Le musée Rodin est un des plus beaux et des plus romantiques de Paris. Le musée est installé depuis 1921 dans l'hôtel de Biron qu'Auguste Rodin (1860-1917) avait découvert grâce à son ami le poète Rainer Maria Rilke. Le lieu charme par son jardin où on peut découvrir les merveilles que sont «les portes de l'enfer» ou «les bourgeois de Calais», et par son bâtiment de style rocaille où l'on découvre la puissance créatrice extraordinaire de Rodin (et de ses élèves, dont Camille Claudel). On ne se lasse pas de découvrir dans ces pièces un peu désuètes où le parquet craque la force du sculpteur et sa manière révolutionnaire d'empoigner les corps. Un vrai visionnaire qui reste d'une formidable modernité.

Mais le musée a vieilli. Il était temps de le moderniser. Un vaste plan est en route qui rénovera bientôt le jardin et ensuite l'hôtel lui-même. Mais la première étape vient d'être franchie avec l'inauguration de la chapelle, très bien rénovée. Voilà sept ans que cette chapelle, qui appartenait à la congrégation de Jésus et qui fait partie du domaine du musée, était en rénovation et ne pouvait plus accueillir d'expositions temporaires. L'architecte Pierre-Louis Faloci l'a entièrement transformée dans un style contemporain, rehaussant le toit et laissant venir dans la petite salle des expos temporaires (400 mètres carrés) une belle lumière du jour. La chapelle, pour le reste, est occupée par l'administration et la bibliothèque.

La première exposition est fort intéressante et pose la question, importante en sculpture, du socle.

Rodin s'est fort intéressé à ce sujet, entre autres pour ses bourgeois de Calais.
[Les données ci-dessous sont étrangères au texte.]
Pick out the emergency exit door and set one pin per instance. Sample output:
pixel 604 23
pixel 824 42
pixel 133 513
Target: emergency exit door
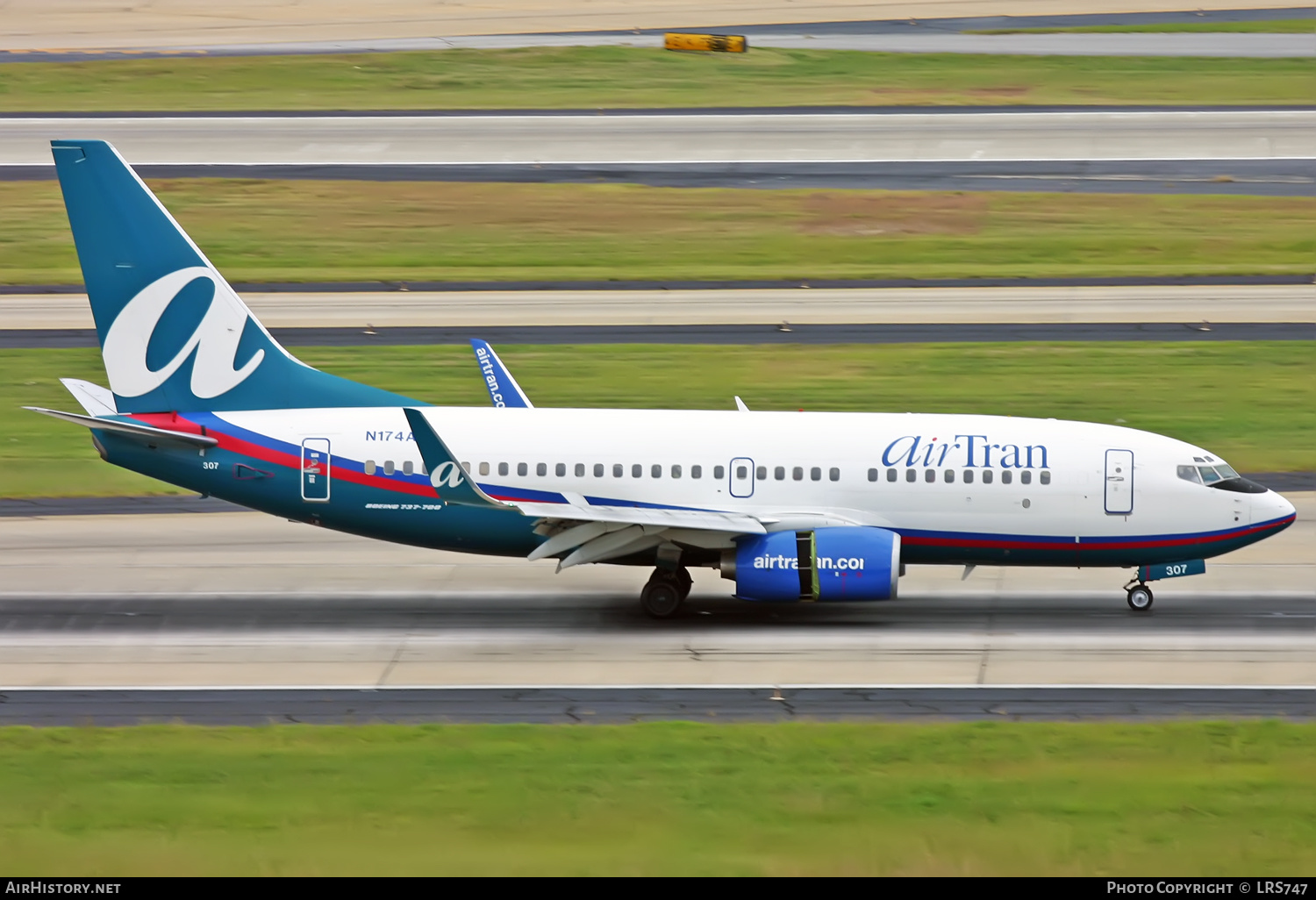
pixel 741 476
pixel 315 470
pixel 1119 482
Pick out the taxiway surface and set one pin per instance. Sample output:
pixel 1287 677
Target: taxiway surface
pixel 242 599
pixel 923 305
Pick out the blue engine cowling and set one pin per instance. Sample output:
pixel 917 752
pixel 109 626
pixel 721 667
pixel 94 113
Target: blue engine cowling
pixel 826 565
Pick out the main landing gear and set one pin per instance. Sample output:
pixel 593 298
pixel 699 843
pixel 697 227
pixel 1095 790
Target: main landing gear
pixel 665 592
pixel 1140 597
Quand la ville portuaire a voulu, en 1893, installer la sculpture, il proposa d'abord de la placer sans aucun socle, ce que la ville refusa car « c'était contraire aux usages». Puis il suggéra de placer la sculpture à 5 m de hauteur « comme les calvaires bretons», afin qu'elle se détache bien sur le ciel. Refus, là aussi.

Dans le cadre de l'expo, les bourgeois de Calais sont disposés au centre de la salle sur un échafaudage à 4 m de haut, changeant notre vision de ce groupe célèbre.

Et le bras...

Rodin intégrait parfois le socle dans la sculpture même, comme dans son portrait de Gustav Malher. Ou alors, il fit disparaître le socle, comme dans le monument à Puvis de Chavannes, où une table remplace le socle. Dans sa volumineuse production, il y avait des «déchets somptueux» : bouts de mains, de torses de femmes, pieds. Il les plaçait parfois sur des socles pour leur donner ainsi le statut de sculpture, comme on le fait avec des antiquités (qu'il collectionnait).

L'exposition présente plusieurs sculpteurs qui ont continué cette réflexion. Brancusi, dont on peut voir le «coq», posé sur un socle de calcaire posé lui-même sur un socle identique en bois. Alberto Giacometti, dont «Table» sonne la fin du socle puisque (comme chez Rodin) la table tient lieu de socle sur lequel se trouvent les éléments de la sculpture. Inversement, Giacometti plaçait parfois des sculptures microscopiques sur de gigantesques socles, comme dans «quatre figurines sur base».

L'exposition propose des artistes contemporains comme Louise Bourgeois, avec un bras clôturé par deux mains et posé sur un coussin de pierre et qui répond au «bras droit de la muse Whistler» que Rodin ne parvenait pas à placer sur sa sculpture et dont il a fait une oeuvre indépendante.Et le parcours se termine par le Belge Didier Vermeiren (né à Bruxelles en 1951), qui a beaucoup travaillé sur ce thème (on peut voir actuellement, au musée Bourdelle, ses dernières et très belles oeuvres). Sa sculpture de 1982 est un socle «à la Rodin» placé tête-bêche sur un socle identique. Le socle devient la sculpture. La boucle est close.

«Rodin, Brancusi, Giacometti... la sculpture dans l'espace», jusqu'au 26 février, tous les jours sauf lundi, de 9h30 à 16h45. Rens.: 0033/1.44.18.61.10.